The documentary evidence that proved the irregularities, however, were not leaked.

The bidding documents are the primary evidence that the INT always looks into in corruption cases, Hofman explained in a press conference after the Tuesday executive session with senators.

In the World Bank's powerpoint presentation to senators also the released to the media, World Bank showed an example of a bidding document where irregularities were identified. Two supposedly different companies had nearly similar telephone numbers. Only the last numbers were different. The sentences and even the typographical error were also the same.

The presentation also identified other evidence of collusion--unnatural numbers, sequential bid securities, identical prices, inflated prices, and rotating winners among others.

Aside from the timeline, the World Bank presentation refrained from talking about the Philippine case.

Three years

It has been almost three years since initial meeting between Gutierrez's staff and the World Bank investigators. While World Bank has completed its proceedings and punished the erring contractors, the Office of the Ombudsman is yet to complete its investigation.

The World Bank's INT is an administrative fact-finding body that could decide only on matters concerning its own operations. Permanent debarment is the strongest action it can take against corrupt contractors and individuals.

However, only governments can prosecute the corrupt contractors and individuals. This was why the World Bank shared the Referral Report to the Philippine government.

"The process [of the World Bank] is administrative in nature. It concerns only the issue of whether firms and individuals should be eligible to be beneficiaries of World Bank funding in the future," said World Bank country director Bert Hofman in an opening statement before the Senators.

"This administrative process is not intended to be, and indeed cannot ever be, substitute for a determination by a member country as to whether the actions of such firms and individuals in a World Ban-financed program or project give rise to breaches of that member country's law," Hofman added.

Since 1999, the World Bank has investigated 3,000 allegations of fraud and corruption involving its projects worldwide. A total of 351 firms and individuals in 24 different countries have been debarred either permanently or temporarily. (Read related story here.)

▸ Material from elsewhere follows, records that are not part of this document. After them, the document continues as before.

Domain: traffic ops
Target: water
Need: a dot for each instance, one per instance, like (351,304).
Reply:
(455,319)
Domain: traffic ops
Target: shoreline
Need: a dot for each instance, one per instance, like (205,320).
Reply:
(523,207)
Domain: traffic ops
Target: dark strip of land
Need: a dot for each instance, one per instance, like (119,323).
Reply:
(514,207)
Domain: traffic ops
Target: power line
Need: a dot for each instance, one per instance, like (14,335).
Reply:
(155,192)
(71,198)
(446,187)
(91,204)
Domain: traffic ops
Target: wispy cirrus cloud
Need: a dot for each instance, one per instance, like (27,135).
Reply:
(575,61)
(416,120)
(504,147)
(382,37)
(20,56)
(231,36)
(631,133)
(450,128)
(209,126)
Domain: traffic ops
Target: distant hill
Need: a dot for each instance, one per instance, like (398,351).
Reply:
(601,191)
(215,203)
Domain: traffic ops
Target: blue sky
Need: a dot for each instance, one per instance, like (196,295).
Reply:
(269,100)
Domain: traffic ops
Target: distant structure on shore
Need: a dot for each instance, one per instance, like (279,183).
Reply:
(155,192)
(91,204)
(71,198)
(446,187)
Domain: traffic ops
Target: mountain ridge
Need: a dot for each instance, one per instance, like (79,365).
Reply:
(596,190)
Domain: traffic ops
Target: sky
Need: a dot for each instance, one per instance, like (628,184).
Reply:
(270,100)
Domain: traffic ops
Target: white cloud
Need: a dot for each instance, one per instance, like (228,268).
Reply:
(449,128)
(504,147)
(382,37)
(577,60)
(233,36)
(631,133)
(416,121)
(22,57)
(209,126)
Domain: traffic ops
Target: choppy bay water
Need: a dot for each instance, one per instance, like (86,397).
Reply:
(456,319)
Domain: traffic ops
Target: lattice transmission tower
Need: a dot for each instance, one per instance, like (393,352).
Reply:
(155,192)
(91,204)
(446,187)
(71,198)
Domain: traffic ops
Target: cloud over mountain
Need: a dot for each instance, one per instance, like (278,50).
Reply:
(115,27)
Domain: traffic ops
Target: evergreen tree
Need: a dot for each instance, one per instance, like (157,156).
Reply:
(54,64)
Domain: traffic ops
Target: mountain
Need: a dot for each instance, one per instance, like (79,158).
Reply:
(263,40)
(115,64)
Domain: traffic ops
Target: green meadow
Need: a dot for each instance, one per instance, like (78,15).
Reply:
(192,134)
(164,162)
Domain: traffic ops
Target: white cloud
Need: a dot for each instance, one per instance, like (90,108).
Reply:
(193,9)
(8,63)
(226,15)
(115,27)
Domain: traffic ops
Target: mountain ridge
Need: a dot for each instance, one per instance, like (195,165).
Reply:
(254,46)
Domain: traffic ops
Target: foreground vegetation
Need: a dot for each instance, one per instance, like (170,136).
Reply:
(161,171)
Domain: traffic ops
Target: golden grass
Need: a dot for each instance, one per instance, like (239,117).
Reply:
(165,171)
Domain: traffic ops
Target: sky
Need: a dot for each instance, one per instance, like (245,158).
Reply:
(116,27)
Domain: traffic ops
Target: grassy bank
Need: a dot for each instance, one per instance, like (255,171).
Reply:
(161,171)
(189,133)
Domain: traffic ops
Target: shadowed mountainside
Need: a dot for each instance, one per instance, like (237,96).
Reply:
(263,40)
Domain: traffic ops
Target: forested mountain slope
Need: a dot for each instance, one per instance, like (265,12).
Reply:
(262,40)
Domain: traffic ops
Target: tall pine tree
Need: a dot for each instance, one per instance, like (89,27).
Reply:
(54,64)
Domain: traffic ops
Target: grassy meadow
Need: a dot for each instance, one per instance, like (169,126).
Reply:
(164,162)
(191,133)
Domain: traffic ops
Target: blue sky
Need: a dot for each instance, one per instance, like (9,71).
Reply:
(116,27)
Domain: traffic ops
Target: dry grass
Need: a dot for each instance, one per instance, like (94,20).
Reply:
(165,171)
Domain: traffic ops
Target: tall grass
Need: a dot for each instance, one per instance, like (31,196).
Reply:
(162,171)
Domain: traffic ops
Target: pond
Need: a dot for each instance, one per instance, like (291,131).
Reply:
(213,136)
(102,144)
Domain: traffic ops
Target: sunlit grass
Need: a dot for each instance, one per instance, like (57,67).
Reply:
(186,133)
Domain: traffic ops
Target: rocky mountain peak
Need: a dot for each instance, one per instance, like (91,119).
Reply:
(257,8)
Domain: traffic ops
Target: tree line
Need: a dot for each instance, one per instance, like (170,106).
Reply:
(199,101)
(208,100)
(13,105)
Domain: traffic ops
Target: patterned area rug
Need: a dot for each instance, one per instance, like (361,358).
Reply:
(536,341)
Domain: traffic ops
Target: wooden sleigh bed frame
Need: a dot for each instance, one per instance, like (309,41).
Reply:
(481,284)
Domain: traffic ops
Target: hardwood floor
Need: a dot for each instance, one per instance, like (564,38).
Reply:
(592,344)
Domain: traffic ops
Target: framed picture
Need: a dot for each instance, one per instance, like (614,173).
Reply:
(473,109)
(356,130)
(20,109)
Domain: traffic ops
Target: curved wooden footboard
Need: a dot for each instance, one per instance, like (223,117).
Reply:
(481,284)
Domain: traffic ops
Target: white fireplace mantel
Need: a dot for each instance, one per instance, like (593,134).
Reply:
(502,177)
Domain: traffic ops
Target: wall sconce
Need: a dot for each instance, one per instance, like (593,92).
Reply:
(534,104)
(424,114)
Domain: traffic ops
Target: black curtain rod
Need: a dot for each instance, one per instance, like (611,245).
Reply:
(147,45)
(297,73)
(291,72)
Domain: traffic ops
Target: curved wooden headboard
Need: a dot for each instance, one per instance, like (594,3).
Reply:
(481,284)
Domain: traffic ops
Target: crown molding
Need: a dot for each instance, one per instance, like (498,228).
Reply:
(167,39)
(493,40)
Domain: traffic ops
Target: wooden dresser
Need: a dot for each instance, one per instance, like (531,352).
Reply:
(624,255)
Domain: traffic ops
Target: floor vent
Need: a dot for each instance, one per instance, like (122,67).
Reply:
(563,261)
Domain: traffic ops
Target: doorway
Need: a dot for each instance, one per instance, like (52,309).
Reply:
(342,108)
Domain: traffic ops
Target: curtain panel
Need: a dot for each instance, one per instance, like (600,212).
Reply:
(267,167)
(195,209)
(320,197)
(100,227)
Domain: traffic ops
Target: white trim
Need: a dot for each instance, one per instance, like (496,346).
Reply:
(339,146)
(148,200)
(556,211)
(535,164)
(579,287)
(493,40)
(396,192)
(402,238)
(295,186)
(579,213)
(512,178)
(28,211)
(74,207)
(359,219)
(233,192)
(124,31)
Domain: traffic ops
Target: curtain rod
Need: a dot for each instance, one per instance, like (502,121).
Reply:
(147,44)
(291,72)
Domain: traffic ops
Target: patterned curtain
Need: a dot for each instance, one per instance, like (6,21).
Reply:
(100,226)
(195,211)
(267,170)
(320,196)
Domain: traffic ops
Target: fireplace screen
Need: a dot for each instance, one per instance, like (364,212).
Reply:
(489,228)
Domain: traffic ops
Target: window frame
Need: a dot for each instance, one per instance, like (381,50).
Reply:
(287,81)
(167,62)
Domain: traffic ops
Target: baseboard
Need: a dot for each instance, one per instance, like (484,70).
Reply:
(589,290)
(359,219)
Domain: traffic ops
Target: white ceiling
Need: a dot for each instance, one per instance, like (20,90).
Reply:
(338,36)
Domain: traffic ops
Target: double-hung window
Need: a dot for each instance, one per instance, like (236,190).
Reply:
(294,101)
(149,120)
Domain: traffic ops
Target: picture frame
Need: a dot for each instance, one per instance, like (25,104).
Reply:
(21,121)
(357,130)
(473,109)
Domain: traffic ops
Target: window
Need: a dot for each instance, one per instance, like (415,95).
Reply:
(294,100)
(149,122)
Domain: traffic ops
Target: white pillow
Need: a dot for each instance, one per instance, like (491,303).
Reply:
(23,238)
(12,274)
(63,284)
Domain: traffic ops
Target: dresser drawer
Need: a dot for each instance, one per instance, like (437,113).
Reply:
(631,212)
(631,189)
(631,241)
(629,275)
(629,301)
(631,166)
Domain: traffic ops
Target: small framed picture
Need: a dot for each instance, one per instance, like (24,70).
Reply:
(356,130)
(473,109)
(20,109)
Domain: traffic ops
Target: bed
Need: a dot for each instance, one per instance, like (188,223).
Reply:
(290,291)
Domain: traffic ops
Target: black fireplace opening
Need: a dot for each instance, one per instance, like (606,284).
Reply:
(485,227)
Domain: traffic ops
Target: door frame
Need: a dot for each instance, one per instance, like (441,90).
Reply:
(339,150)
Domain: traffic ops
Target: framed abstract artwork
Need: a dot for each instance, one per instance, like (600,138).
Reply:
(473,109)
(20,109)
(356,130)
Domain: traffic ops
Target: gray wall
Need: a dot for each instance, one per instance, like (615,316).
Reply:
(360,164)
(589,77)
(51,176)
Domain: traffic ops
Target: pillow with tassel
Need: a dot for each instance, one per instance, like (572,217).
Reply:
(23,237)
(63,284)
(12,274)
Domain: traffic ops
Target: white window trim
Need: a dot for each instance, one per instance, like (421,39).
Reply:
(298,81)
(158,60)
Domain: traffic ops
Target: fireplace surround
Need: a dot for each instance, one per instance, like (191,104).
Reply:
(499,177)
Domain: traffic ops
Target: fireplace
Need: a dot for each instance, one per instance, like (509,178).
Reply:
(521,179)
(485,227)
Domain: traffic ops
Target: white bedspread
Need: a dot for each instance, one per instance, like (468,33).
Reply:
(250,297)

In other countries, World Bank reports have helped governments punish corrupt governments officials, constructions firms, and even World Bank employees. Upon request, it also allowed its employees to testify in court trials.

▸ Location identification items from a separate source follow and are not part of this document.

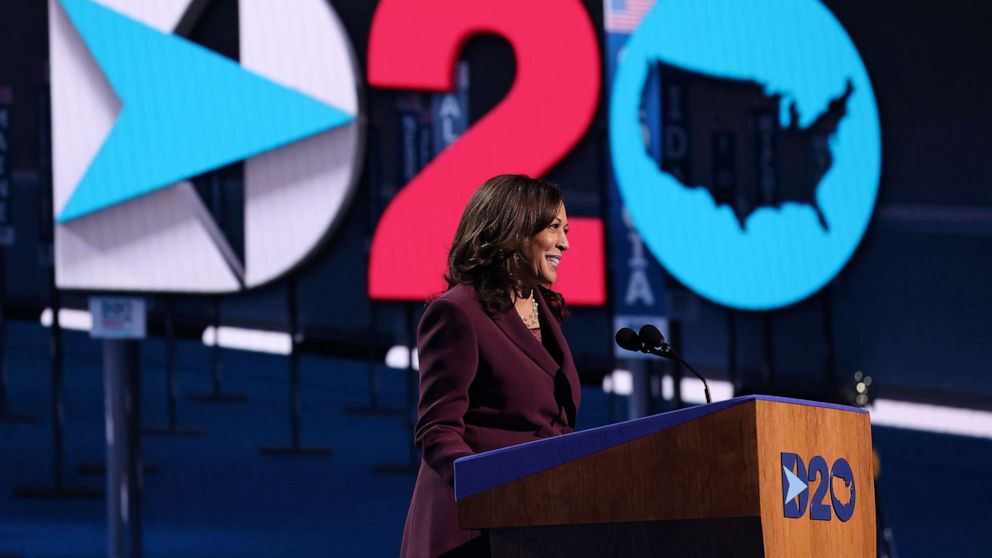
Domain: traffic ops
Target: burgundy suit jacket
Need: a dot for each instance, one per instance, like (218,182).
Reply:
(485,383)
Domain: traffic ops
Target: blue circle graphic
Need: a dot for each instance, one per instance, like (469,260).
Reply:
(796,51)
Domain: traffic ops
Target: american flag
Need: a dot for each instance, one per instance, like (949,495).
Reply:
(623,16)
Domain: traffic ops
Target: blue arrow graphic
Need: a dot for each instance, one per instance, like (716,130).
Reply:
(185,110)
(796,485)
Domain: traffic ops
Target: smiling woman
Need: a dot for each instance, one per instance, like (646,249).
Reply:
(495,369)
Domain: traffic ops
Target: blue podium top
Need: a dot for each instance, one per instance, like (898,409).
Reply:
(477,473)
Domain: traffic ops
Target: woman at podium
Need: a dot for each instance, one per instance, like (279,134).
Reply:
(495,369)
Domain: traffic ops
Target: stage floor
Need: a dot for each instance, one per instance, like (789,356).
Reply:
(217,496)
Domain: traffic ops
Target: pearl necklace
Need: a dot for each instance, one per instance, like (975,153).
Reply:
(532,321)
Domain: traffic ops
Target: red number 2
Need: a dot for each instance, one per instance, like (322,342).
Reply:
(415,46)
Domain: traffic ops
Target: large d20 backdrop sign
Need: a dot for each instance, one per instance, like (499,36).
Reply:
(770,153)
(139,110)
(415,46)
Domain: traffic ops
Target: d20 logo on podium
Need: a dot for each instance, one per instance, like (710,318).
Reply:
(796,482)
(138,110)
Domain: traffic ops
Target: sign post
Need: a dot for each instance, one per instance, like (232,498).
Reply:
(120,322)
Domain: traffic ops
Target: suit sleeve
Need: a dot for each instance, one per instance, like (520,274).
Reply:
(449,355)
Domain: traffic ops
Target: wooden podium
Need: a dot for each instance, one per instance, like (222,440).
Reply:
(752,476)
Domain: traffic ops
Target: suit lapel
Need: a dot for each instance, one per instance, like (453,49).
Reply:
(567,364)
(513,327)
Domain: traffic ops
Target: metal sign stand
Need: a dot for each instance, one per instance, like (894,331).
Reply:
(121,323)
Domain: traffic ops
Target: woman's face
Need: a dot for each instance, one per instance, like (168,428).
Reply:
(544,250)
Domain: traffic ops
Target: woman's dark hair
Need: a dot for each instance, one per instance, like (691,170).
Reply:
(487,252)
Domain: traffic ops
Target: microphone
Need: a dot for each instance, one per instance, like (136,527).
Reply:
(628,339)
(650,340)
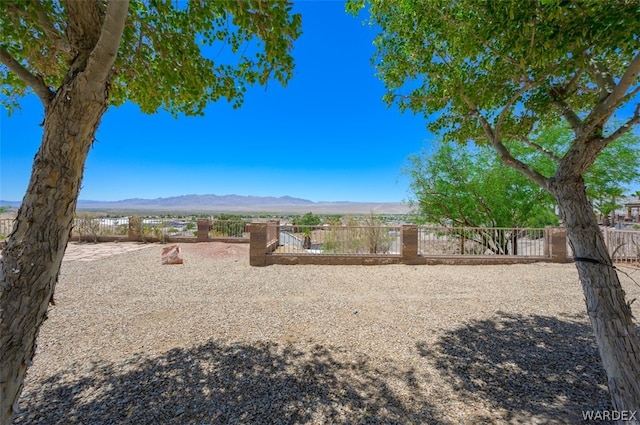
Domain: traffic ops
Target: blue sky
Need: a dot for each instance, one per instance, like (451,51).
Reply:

All that the Ombudsman needs to do is ask.

Protecting Taxpayers Money

While the World Bank funds infrastructure projects in member countries like the Philippines, it is the taxpayer who will eventually shoulder the cost of the projects.

In this case, the roads project that involved the sanctioned firms was worth $33 million.

Hofman said the World Bank investigation sought to "protect the taxpayers' money.”

"The World Bank is bound by its founding instrument, the Articles of Agreement, to ensure that the funds it provides its member countries in support of development are used economically and efficiently and for their intended purposes," he said.

"Through the application of sanctions we do, of course, intend to deter firms and individuals from misusing funds provided by the World Bank. It is important to remember here that the funds the World Bank lends are funds of the borrowing member country," he said.

The World Bank cited the corruption issues it has unearthed in the first phase of the NRIMP for efforts eventually taken by various Philippine government agencies to strengthen the country's anti-corruption and transparency measures in succeeding foreign funded projects.